LATITUDES

La timidité, ça se soigne. En clinique.

Les hommes travaillant dans l’informatique constituent la plus grande partie des clients de la Shy Clinic.

Shy Clinic (clinique pour les timides). C’est le nom d’un établissement hospitalier basé à Londres. Première entreprise européenne entièrement dédiée à la timidité et à son traitement, la Shy Clinic draine la majorité de ses patients parmi les hommes travaillant dans l’informatique.

L’ordinateur rendrait-il timide? Ou les timides seraient-ils attirés par cette machine parce qu’elle tient l’autre à distance? Selon le directeur de l’établissement, Walter N. Friedman, les professionnels de la santé mentale oublient systématiquement la timidité, qui entraîne pourtant de nombreux cas de dépression, d’abus de drogues ou encore d’anxiété. Ils traitent les symptômes de l’anxiété et passent à côté du problème central.

La timidité est le problème de santé le moins discuté. Il retient très peu l’attention médiatique malgré les millions de personnes qui en souffrent.

Comment définir cette maladie? Le timide craint d’être mal servi par lui-même, quoi qu’il entreprenne. Son corps est son principal ennemi car il le trahit sans cesse. Le timide croit qu’il va attirer l’attention de tout le monde. En fait, il a peur de révéler ses failles, ses faiblesses, alors que son souci est la perfection. Il y a de l’orgueil sous-jacent.

Pas étonnant que le timide soit obsédé par ce corps qu’il ne maîtrise pas toujours. Du coup, il surévalue les réactions et vit avec l’idée lancinante qu’il va peut-être se mettre à rougir, à trembler, à avoir la bouche sèche, des palpitations, l’estomac noué et ainsi de suite.
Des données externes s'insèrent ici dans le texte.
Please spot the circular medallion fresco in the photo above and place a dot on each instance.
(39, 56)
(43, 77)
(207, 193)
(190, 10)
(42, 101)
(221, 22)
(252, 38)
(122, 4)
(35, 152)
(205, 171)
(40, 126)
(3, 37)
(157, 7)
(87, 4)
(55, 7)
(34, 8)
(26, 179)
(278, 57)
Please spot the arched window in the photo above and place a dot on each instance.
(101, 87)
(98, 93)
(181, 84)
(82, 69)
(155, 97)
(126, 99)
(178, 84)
Comme il ne veut pas se montrer faible, il est constamment aux aguets, d’où un tumulte psychique et physique épuisant et douloureux.
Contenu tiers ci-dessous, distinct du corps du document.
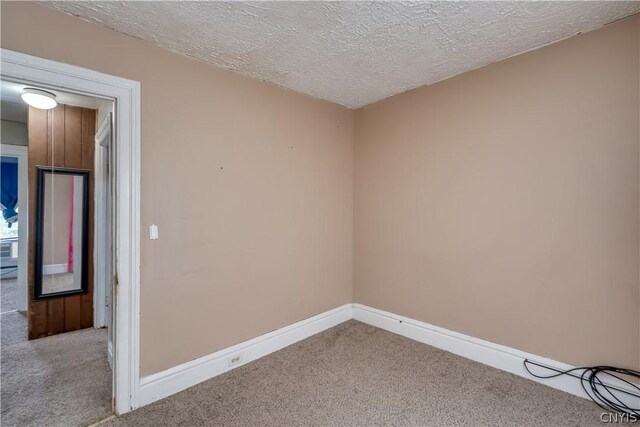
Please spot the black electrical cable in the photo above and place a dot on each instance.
(604, 394)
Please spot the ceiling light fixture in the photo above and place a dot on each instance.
(38, 98)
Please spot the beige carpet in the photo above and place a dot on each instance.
(8, 290)
(63, 380)
(356, 374)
Le timide envisage toute relation avec l’autre sous le rapport dominant-dominé, prédateur-victime (sauf sur le Net, où le corps reste invisible). Pour certains psychologues, cela accréditerait la thèse de l’origine animale de ce qu’ils appellent les «phobies sociales». Nous craignons ce qui nous a menacé à un moment de notre évolution.

Le trac ne serait donc qu’une survivance animale: il n’est pas bon pour un chien de se retrouver seul face à une meute. Transposée dans la société humaine, c’est la position du conférencier, seul face à un nombreux public…

Une autre tentative d’explication fait intervenir un contexte familial superprotecteur et angoissé. «Envoyez vos enfants chez les scouts!», conseille le Dictionnaire de la Psychologie Larousse.

Mais où commence la pathologie? L’anxiété n’est-elle pas une caractéristique de la nature humaine? Selon son intensité, on appellera «trac» ou «phobie sociale» cette émotion anticipée qu’on ressent avant d’affronter un public ou de subir une épreuve importante. Si la peur éprouvée nuit à la prestation, alors elle cesse d’être une alliée et mérite d’être soignée.

Longtemps considérée comme une charmante particularité féminine, la timidité a longtemps été négligée par la médecine. Si l’on y est plus attentif aujourd’hui, ce n’est pas parce que le nombre de timides progresse, mais parce que la société rend leur vie de plus en plus difficile.

Les jugements sociaux se portent de plus en plus rapidement. Les timides ont besoin de temps pour montrer leurs compétences. Comment pourraient-ils, en dix minutes, convaincre un recruteur de les engager, alors qu’il leur faut une heure au minimum d’adaptation?

La thérapie proposée par la clinique londonnienne est «cognitive et comportementale». Elle est axée sur l’apprentissage de stratégies permettant de faire face. Le travail en groupe, entre pairs souffrant des mêmes maux, semble très bénéfique. Walter Friedman ne promet pas de miracle. Il ne veut pas parler de guérison, mais d’amélioration de la capacité à affronter l’autre.

Cliquez sur le site shyclinic.com, vous y trouverez le test «How shy am I» qui vous renseignera sur votre propre timidité. Si vous appréciez l’écran rassurant de votre ordinateur, il y a des chances pour que vous apparteniez au public cible du Dr Friedman.